Les espoirs de convergence des luttes, par exemple avec les lubies écologiques des NCM (cf. capture d’écran), se heurtent à la réalité de la violence et de l’intolérance des bédouins qui, par exemple, envisageaient une descente dans un bar gay de Brest pour y aller « brûler les PD » (44).
Face au recul de l’État, les bédouins accentuent leur pression jusqu’à tenter d’immoler la famille du maire d’Hay-les-Roses à son domicile (45), de suivre les policiers de Vénissieux jusqu’à leur domicile et d’attaquer une résidence où vivent des gardiens de prison en banlieue parisienne (46).
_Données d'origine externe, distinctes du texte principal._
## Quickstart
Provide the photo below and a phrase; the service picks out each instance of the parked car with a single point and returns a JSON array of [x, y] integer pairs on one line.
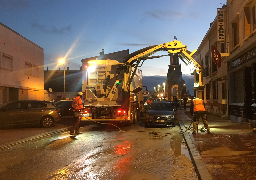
[[161, 113], [27, 112], [65, 107]]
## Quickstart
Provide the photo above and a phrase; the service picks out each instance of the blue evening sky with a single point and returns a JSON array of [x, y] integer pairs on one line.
[[78, 29]]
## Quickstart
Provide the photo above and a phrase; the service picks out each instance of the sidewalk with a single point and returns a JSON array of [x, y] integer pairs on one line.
[[228, 153]]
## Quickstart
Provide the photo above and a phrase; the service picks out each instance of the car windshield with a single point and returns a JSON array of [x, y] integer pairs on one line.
[[161, 106]]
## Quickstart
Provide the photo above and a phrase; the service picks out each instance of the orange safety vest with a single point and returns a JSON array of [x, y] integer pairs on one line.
[[198, 105], [77, 103], [149, 102]]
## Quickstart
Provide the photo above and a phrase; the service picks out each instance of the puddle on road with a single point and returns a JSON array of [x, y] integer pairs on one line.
[[223, 151]]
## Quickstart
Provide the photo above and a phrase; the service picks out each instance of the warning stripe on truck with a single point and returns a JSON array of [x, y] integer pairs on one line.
[[123, 118]]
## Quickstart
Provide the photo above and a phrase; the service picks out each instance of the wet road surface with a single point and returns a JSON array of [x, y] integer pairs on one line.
[[101, 153], [228, 156]]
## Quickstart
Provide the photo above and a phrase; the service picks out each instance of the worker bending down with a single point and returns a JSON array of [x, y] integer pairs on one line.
[[198, 110]]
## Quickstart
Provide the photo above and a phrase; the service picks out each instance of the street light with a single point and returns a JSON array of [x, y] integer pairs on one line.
[[62, 61]]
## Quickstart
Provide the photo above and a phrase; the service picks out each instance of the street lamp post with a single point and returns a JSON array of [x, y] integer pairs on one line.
[[62, 61]]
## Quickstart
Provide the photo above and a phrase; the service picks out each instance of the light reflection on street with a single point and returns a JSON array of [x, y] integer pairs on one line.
[[124, 148]]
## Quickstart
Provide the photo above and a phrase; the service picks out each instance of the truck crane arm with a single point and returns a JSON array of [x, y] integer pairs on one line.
[[173, 47]]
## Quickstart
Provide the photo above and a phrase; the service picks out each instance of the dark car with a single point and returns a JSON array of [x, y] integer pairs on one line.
[[161, 114], [65, 107], [28, 112]]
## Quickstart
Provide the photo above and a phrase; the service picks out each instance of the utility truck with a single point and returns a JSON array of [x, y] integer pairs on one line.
[[107, 98], [113, 90]]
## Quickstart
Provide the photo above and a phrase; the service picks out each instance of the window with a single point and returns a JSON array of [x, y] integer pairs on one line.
[[247, 22], [35, 71], [206, 69], [235, 31], [224, 91], [28, 68], [208, 89], [7, 62], [214, 67], [215, 90]]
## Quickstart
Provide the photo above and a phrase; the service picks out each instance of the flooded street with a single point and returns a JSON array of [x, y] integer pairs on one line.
[[102, 153]]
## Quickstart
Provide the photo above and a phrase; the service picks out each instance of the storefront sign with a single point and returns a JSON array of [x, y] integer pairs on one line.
[[216, 57], [220, 25], [246, 57]]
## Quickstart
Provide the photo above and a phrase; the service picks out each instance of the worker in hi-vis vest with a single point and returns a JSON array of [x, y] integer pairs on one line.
[[198, 109], [77, 106]]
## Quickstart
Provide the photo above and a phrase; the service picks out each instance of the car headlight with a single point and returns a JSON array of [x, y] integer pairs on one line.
[[150, 118], [170, 117]]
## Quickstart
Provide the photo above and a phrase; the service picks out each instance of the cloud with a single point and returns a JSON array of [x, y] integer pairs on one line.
[[53, 30], [14, 3], [160, 14], [133, 44]]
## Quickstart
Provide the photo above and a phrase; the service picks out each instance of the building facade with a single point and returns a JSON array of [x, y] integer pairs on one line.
[[21, 67], [227, 55], [211, 55], [241, 63], [54, 83]]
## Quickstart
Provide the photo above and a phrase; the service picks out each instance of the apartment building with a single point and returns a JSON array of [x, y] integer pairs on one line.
[[211, 55], [21, 67], [241, 63], [227, 55]]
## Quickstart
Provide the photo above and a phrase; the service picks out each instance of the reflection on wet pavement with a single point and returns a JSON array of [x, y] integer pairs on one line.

Nulle surprise que l’appel aux services de sécurité privée explose, ce qui témoigne de la perte du monopole de la violence légitime par l’État. Comme l’Empire romain faisait appel à des tribus germaniques plus ou moins romanisées pour lutter contre d’autres bédouins, nombre de ces agents de sécurité sont « issus des quartiers populaires », c’est-à-dire aux bédouins (47) ou à des populations proches des bédouins. En effet, la racaille respecte davantage les personnes proches de leurs tribus que les « purs » sédentaires.
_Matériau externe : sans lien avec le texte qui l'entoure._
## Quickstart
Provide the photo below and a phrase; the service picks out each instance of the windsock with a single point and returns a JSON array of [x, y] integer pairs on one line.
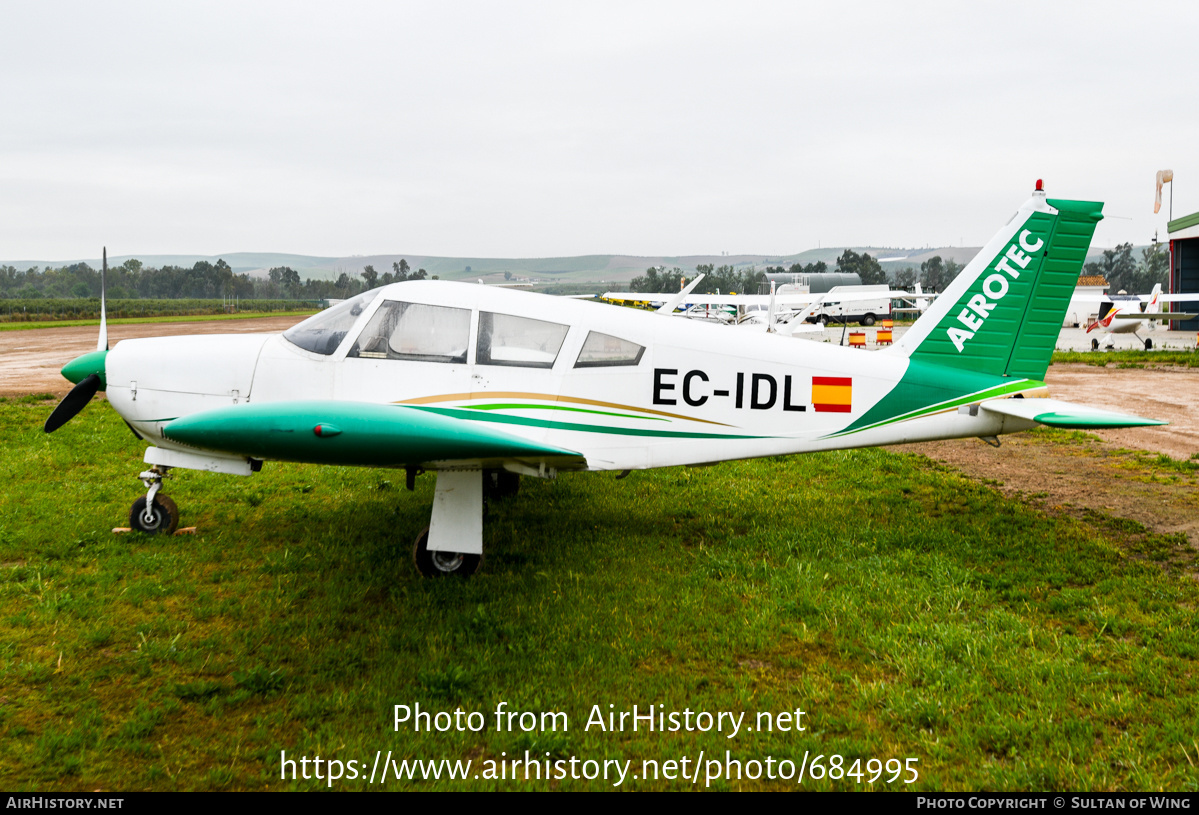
[[1163, 176]]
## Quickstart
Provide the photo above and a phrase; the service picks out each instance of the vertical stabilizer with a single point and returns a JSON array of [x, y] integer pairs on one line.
[[1002, 314]]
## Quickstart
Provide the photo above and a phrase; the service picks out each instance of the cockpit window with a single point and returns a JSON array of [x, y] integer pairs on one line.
[[416, 332], [518, 340], [604, 350], [321, 333]]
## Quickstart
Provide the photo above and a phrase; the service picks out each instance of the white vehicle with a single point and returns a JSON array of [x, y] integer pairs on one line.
[[865, 305], [483, 385], [1126, 314]]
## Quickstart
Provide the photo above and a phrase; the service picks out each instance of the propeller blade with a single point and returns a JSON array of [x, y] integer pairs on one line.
[[102, 343], [80, 394]]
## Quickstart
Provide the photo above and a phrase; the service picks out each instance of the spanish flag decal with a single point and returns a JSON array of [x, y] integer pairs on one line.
[[832, 394]]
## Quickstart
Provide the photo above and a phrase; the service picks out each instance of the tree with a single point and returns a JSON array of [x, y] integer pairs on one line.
[[863, 265], [905, 278], [371, 276], [1118, 267], [1155, 267], [932, 275]]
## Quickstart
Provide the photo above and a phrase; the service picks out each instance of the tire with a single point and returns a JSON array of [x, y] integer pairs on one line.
[[166, 515], [443, 563]]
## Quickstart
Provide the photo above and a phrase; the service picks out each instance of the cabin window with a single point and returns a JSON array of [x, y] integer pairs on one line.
[[518, 340], [416, 332], [604, 350], [321, 333]]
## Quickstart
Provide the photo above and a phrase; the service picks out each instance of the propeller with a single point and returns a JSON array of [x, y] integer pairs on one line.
[[88, 370], [80, 394]]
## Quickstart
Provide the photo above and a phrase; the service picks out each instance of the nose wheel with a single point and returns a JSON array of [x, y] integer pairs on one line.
[[160, 517], [154, 513]]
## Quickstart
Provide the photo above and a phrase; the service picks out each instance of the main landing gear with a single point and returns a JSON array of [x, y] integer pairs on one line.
[[154, 512], [452, 543]]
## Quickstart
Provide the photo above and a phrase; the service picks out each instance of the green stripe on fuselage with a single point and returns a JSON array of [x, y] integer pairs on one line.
[[928, 388], [573, 410], [504, 418]]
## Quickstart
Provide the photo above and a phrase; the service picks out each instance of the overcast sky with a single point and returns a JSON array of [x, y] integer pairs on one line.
[[564, 128]]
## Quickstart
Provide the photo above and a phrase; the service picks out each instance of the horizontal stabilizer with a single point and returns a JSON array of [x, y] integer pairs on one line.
[[1058, 414], [1156, 315]]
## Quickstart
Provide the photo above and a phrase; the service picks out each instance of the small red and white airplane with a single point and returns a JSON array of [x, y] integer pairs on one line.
[[1124, 314]]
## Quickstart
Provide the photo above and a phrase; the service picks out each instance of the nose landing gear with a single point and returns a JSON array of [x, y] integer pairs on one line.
[[154, 513]]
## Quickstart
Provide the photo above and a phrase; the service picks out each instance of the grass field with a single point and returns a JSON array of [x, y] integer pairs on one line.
[[908, 611]]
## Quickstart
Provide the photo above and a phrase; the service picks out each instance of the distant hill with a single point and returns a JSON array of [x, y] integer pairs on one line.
[[579, 269]]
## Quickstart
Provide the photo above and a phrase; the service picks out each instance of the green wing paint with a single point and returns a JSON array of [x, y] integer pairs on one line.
[[1068, 422], [467, 414], [371, 434]]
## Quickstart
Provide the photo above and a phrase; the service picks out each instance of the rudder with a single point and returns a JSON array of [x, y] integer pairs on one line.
[[1002, 314]]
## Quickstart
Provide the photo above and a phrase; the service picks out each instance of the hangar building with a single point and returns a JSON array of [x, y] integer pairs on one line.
[[1185, 263]]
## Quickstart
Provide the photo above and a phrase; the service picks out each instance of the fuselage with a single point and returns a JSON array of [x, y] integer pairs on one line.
[[622, 387]]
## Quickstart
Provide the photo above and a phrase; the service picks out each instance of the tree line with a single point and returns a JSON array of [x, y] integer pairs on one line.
[[1118, 266], [203, 281]]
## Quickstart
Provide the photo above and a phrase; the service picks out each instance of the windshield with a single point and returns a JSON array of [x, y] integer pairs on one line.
[[321, 333]]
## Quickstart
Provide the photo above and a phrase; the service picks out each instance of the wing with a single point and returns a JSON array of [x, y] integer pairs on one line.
[[1058, 414], [359, 433]]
Dans plusieurs villes de France, des personnes s’organisent pour protéger leur intégrité, leurs biens et leurs demeures contre les pillards. En effet, la racaille, dont le raisonnement repose sur de purs rapports de force, est désormais assez enhardie pour attaquer les logements privés, la dernière sphère de protection de l’individu atomisé. Les habitants de la résidence où logent les gardiens de prison ont dû repousser les assaillants par eux-même en s’armant de barres de fer en absence de réponse de la police. Des sédentaires de Metz ont été filmés patrouillant dans leurs rues armés de bâtons tandis qu’à Lorient, une « brigade anti-casseurs » s’est constituée à la grande surprise des journalistes qui, étant eux-mêmes des néo-clercs, trouvent toujours suspect que les sédentaires s’organisent pour se défendre (48).
La lâcheté des autorités françaises qui tentent désespérément d’appliquer la stratégie de l’autruche a conduit à cette situation. La résoudre implique de clairement définir les limites de la communauté nationale et de restaurer et même étendre la souveraineté nationale et populaire.
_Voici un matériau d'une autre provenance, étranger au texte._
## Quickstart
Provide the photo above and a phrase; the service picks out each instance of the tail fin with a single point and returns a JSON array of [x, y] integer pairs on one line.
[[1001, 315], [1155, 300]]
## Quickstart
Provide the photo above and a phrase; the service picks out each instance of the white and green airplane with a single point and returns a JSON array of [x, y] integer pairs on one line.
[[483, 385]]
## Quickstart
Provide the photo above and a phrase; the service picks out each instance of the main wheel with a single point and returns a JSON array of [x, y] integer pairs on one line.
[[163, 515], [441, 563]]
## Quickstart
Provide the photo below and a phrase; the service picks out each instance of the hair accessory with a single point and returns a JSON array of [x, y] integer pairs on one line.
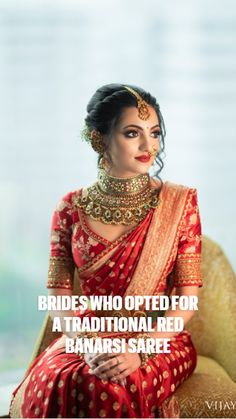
[[143, 111], [95, 138]]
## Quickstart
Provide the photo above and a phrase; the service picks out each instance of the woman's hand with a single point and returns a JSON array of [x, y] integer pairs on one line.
[[115, 367]]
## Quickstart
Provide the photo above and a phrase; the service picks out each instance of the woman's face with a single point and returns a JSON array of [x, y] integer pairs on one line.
[[134, 143]]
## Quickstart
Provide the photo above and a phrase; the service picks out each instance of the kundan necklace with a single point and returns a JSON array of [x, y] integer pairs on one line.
[[115, 200]]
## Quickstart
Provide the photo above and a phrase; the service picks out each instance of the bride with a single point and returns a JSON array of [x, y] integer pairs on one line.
[[127, 234]]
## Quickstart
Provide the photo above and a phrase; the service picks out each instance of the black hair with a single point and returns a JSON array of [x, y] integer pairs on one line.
[[106, 106]]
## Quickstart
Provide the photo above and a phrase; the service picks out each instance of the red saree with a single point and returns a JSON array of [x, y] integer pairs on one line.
[[160, 253]]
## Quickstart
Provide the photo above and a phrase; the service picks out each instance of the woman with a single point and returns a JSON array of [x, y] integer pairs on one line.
[[127, 234]]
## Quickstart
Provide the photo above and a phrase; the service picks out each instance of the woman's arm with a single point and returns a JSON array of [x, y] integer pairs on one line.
[[62, 313]]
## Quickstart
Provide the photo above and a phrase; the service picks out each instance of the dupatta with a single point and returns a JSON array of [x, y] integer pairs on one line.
[[138, 263]]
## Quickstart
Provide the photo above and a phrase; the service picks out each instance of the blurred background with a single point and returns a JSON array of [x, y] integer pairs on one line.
[[53, 56]]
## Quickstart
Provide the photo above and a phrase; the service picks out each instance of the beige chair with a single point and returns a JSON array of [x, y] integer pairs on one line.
[[211, 390]]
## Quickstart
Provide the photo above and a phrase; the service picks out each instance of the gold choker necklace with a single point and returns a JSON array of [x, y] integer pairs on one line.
[[117, 200]]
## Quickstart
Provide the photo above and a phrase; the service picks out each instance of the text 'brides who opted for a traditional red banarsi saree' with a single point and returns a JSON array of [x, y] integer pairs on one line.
[[161, 252]]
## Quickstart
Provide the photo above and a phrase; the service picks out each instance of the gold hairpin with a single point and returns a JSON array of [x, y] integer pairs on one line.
[[143, 111]]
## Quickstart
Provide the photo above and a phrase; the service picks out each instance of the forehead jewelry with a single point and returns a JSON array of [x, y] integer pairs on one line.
[[143, 111]]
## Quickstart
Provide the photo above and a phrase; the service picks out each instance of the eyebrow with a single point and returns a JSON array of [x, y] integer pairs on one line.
[[137, 126]]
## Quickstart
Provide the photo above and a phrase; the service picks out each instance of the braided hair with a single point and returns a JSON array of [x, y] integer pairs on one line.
[[105, 108]]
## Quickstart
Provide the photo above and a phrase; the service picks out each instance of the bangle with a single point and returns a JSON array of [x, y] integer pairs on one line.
[[144, 356]]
En effet, l’amalgame entre les racailles et « les classes populaires » illustrée par les comparaisons entre les Gilets jaunes et les émeutes actuelles pourrait justifier une délégation de souveraineté aux bédouins sous prétexte d’une réforme « populaire » du maintien de l’ordre. On peut penser par exemple à l’intégration de « grands frères » et autres bédouins au sein-même de la police ou à des quotas ethniques dans le recrutement des forces de l’ordre, ce qui reviendrait à une hybridation entre l’État et les bédouins, pire scénario possible pour les sédentaires.
Ces bédouins, bien que Français de jure, n’appartiennent pas de facto à la communauté nationale ni à la classe des travailleurs, mais en sont les ennemis. Le seul moyen d’éviter ce devenir khaldounien est de démocratiser le maintien de l’ordre, non en abolissant la police professionnelle, mais en s’inspirant du modèle du citoyen-soldat, avec par exemple des réserves de citoyens mobilisables.
Définir les limites de la communauté nationale est nécessaire pour de tels projets. Comme le montrent les travaux de Gabriel Martinez-Gros, le modèle du citoyen soldat — et l’on pourrait même dire citoyen soldat producteur — est l’antithèse du schéma khaldounien. L’on ne peut se contenter de vouloir revenir à ce modèle tel qu’il existait jusqu’à peu. Afin de lutter contre les bédouins et leurs alliés néo-clercs, seul un modèle de souveraineté nationale et populaire étendue peut fonctionner, évitant ainsi l’hybridation bédouins-État ou même le développement d’un État policier.